Anjali Sud gets a promotion; Joey Levin goes back to running IAC full time.

Vimeo
Peter Kafka
Peter Kafka covered media and technology, and their intersection, at Vox. Many of his stories can be found in his Kafka on Media newsletter, and he also hosts the Recode Media podcast.

Vimeo has a new boss, after going more than a year without a full-time leader.

Parent company IAC has promoted Anjali Sud, who has been the video company’s general manager, to the CEO spot. She replaces Joey Levin, who had been running Vimeo as an interim manager since June 2016, while also serving as IAC’s CEO.

Sud, who has previously worked at Amazon and Time Warner, has been at Vimeo since 2014.

In a press release, Levin praised Sud’s work building up Vimeo’s core business — selling professional and semi-professional video makers on a paid, upgraded version of its free service.
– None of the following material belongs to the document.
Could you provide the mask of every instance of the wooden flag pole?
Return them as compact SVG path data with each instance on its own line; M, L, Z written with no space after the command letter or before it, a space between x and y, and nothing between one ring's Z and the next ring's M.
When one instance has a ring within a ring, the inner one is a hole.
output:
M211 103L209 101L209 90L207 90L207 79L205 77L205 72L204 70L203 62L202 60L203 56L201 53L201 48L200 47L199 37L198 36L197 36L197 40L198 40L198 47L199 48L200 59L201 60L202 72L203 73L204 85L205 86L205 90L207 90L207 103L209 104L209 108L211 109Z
Vimeo charges 800,000 subscribers between $7 and $50 a month.

Left unsaid: The fact that a month ago, Levin pivoted Vimeo out of its plans to launch a consumer subscription service, which was supposed to arrive in 2018, following years of promises to launch.

IAC has yet to explain why it dropped its plans, which Levin had been talking up as recently as its May earnings call.

The best explanation I’ve heard from IAC-adjacent folks: IAC chairman Barry Diller doesn’t really want to spend the money Vimeo would need to spend to create a credible subscription service in an era when everyone is launching a subscription service.

Now it looks like he’s content, or content-ish, keeping the company where it has been.